The Default Proofreading Prompt is intentionally short. Most of the structure proofreading needs – persona, the five quality categories (accuracy / completeness / terminology / grammar / number formatting), the output format, the “no full corrected translations” rule, language-specific checks for Dutch / German / French – is already in the hardcoded base that every Batch Proofread uses, so the prompt itself only adds what the base doesn’t have:

  • Default to OK – raise an issue only when there’s a specific, demonstrable problem in the translation, never speculative concerns.
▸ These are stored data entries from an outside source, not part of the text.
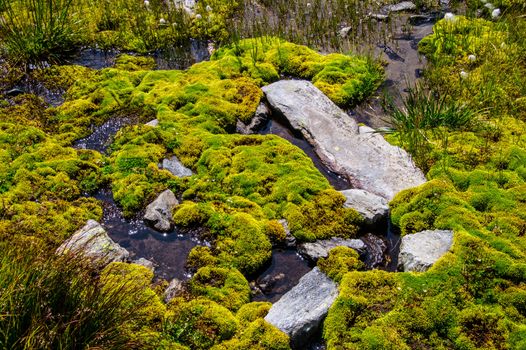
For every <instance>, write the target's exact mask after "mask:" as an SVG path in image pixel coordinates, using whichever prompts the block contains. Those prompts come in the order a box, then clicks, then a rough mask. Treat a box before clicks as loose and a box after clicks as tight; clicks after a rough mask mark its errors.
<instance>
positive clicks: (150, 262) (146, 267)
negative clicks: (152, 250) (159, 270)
mask: <svg viewBox="0 0 526 350" xmlns="http://www.w3.org/2000/svg"><path fill="white" fill-rule="evenodd" d="M132 263H134V264H137V265H141V266H144V267H146V268H147V269H149V270H151V271H152V272H153V271H154V270H155V266H154V264H153V262H151V261H150V260H148V259H145V258H140V259H137V260H133V261H132Z"/></svg>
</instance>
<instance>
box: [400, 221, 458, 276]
mask: <svg viewBox="0 0 526 350" xmlns="http://www.w3.org/2000/svg"><path fill="white" fill-rule="evenodd" d="M452 244H453V231H447V230H435V231H422V232H418V233H414V234H411V235H405V236H404V237H402V243H401V244H400V253H399V255H398V266H399V268H401V269H402V270H403V271H417V272H423V271H426V270H428V269H429V268H430V267H431V266H433V264H434V263H435V262H436V261H437V260H438V259H440V258H441V257H442V255H444V254H445V253H447V252H448V251H449V250H450V249H451V245H452Z"/></svg>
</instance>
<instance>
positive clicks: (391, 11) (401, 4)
mask: <svg viewBox="0 0 526 350" xmlns="http://www.w3.org/2000/svg"><path fill="white" fill-rule="evenodd" d="M414 10H416V5H415V4H414V3H413V2H411V1H402V2H400V3H398V4H394V5H387V6H384V7H382V13H391V12H402V11H414Z"/></svg>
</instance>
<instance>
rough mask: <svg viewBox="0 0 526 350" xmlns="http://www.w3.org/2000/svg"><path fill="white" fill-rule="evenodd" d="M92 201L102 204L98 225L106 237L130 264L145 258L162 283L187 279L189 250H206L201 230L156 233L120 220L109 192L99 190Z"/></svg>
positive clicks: (129, 219) (187, 274)
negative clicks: (98, 201) (121, 251)
mask: <svg viewBox="0 0 526 350" xmlns="http://www.w3.org/2000/svg"><path fill="white" fill-rule="evenodd" d="M94 197H95V198H96V199H98V200H100V201H101V202H102V203H103V213H104V214H103V219H102V222H101V225H102V226H103V227H104V228H105V229H106V231H107V232H108V234H109V236H110V237H111V238H112V239H113V240H114V241H115V242H117V243H118V244H119V245H121V246H122V247H124V248H126V249H127V250H128V251H129V252H130V254H131V255H132V258H133V259H134V260H136V259H139V258H145V259H148V260H150V261H151V262H153V263H154V266H155V275H156V276H157V277H160V278H164V279H166V280H170V279H173V278H177V279H180V280H183V281H184V280H187V279H189V278H190V277H191V273H190V272H189V271H188V270H187V269H186V259H187V257H188V254H189V253H190V250H192V248H194V247H195V246H210V244H209V243H208V242H206V241H204V240H202V239H200V237H202V236H203V234H204V230H203V229H197V230H193V231H182V230H179V229H175V230H174V231H172V232H169V233H160V232H157V231H156V230H154V229H153V228H151V227H149V226H148V225H146V224H145V223H144V221H143V220H142V219H141V218H140V217H136V218H133V219H127V218H124V216H123V215H122V211H121V209H120V208H119V207H118V206H117V204H116V203H115V202H114V200H113V194H112V192H111V191H110V190H108V189H103V190H100V191H99V192H98V193H97V194H96V195H95V196H94Z"/></svg>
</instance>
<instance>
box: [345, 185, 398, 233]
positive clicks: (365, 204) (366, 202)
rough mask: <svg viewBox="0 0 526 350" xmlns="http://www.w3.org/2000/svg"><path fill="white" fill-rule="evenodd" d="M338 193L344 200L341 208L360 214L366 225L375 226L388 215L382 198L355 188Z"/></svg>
mask: <svg viewBox="0 0 526 350" xmlns="http://www.w3.org/2000/svg"><path fill="white" fill-rule="evenodd" d="M340 192H341V193H342V194H343V195H344V196H345V198H346V201H345V204H344V205H343V206H344V207H346V208H353V209H354V210H356V211H357V212H358V213H360V215H362V217H363V218H364V220H365V223H366V224H367V225H375V224H377V223H379V222H381V221H383V220H385V219H386V218H387V216H388V215H389V204H388V202H387V200H386V199H385V198H383V197H380V196H378V195H376V194H374V193H371V192H367V191H365V190H360V189H355V188H353V189H350V190H345V191H340Z"/></svg>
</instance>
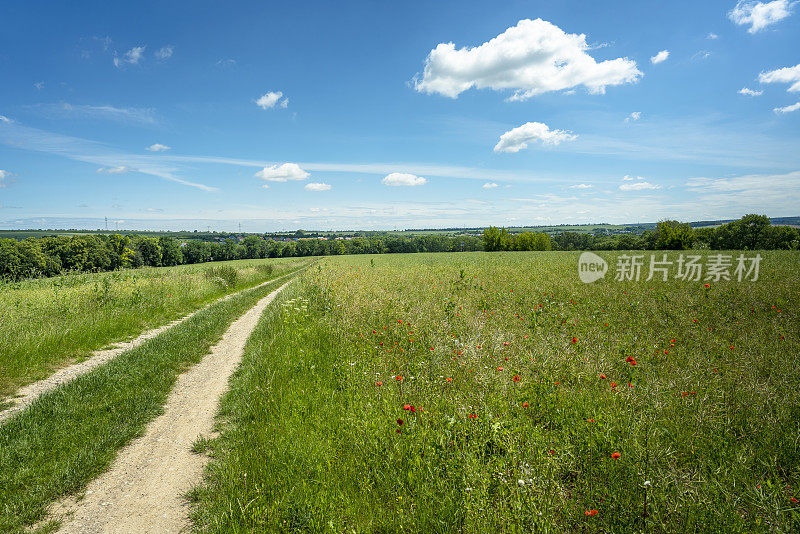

  • Citation discipline – terminology consistency claims must cite specific source segment numbers in the Evidence: field, against the full bilingual document context that’s auto-included.
  • Source query distinction – source-side errors (typos, duplications, internal inconsistencies) get prefixed with “Source query:” rather than triggering target changes.
  • Explicit boundaries – the AI doesn’t re-engineer the source, propose alternative terminology without a citation, flag stylistic preferences, or flag empty target lines.

These behaviours target the false-positive patterns most users encounter: the AI fabricating “term X used elsewhere” claims, second-guessing the source’s substantive claims, and treating stylistic preferences as errors. See AI Proofreader for the full picture, including the Evidence field on issue cards.